Menurut Ade, Melki dan Alex menyewa ojek dan naik bus menuju kawasan Jakarta Barat di rumah ibu kandung mereka, Herlin. Herlin sudah bercerai dengan Johanes. Melki dan Alex tinggal di rumah Johanes yang sudah menikah lagi.
Setelah sampai di rumah ibu kandungnya, Melki dan Alex menghubungi Johanes dan mengatakan ada di rumah ibu kandung mereka. Namun Johanes marah-marah dan mengancam kalau Melki dan Alex pulang akan dipukul. Mendengar ancaman ini, Melki dan Alex semakin takut untuk pulang.
Akhirnya keduanya dipulangkan setelah Herlin menonton televisi yang berisi mantan suaminya yang menceritakan dua anaknya diculik. Melihat itu, Herlin telepon polisi dan mendatangi Polres Depok, Jumat pagi sekitar pukul 10.00 WIB.
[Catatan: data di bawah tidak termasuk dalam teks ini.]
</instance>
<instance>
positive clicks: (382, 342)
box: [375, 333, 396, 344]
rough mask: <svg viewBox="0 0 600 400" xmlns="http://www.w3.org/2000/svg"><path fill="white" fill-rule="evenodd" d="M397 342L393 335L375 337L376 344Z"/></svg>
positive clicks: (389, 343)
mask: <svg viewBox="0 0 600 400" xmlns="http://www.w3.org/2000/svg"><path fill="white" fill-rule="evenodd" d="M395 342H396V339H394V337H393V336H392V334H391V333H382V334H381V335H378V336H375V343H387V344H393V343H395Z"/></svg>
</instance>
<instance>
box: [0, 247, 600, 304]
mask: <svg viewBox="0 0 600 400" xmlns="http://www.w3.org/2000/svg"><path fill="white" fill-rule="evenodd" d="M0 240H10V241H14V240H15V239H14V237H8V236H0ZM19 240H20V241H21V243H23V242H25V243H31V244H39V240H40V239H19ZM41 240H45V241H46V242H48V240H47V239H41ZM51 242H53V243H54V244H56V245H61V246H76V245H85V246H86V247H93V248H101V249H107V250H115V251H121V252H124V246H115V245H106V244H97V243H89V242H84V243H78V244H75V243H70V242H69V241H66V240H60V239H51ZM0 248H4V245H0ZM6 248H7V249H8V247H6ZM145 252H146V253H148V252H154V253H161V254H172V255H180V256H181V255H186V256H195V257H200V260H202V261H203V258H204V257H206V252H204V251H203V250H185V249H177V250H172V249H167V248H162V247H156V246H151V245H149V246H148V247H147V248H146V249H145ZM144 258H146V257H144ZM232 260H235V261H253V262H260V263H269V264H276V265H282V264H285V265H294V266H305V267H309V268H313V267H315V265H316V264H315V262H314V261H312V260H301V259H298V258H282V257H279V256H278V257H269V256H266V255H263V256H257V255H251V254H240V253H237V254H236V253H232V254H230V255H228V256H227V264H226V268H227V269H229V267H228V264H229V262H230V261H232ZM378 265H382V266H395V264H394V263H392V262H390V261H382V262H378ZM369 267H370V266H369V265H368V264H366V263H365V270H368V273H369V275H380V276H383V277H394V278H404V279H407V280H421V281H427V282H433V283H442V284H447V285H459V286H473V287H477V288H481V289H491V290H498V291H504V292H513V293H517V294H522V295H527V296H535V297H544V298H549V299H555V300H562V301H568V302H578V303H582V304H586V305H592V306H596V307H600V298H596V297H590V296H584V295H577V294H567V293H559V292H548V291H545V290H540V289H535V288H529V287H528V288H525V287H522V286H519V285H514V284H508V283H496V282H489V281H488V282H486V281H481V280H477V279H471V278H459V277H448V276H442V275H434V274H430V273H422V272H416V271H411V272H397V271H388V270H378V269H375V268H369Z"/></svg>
"Ditanya polisi, mereka ngaku sering dimarahi. Kalau telat bangun dimarahi, makan ditakar. Tapi kalau dipukuli belum pernah, cuma dimarahi yang buat mereka nggak betah di rumah," kata Ade.
Ade melanjutkan, Melki dan Alex kini tinggal bersama Herlin. Keduanya menolak dibawa pulang ke rumah bapaknya.
"Sekarang anaknya sama ibunya lagi. Mediasi itu terserah mereka saja kalau mau mediasi sama Komnas PA," tutupnya.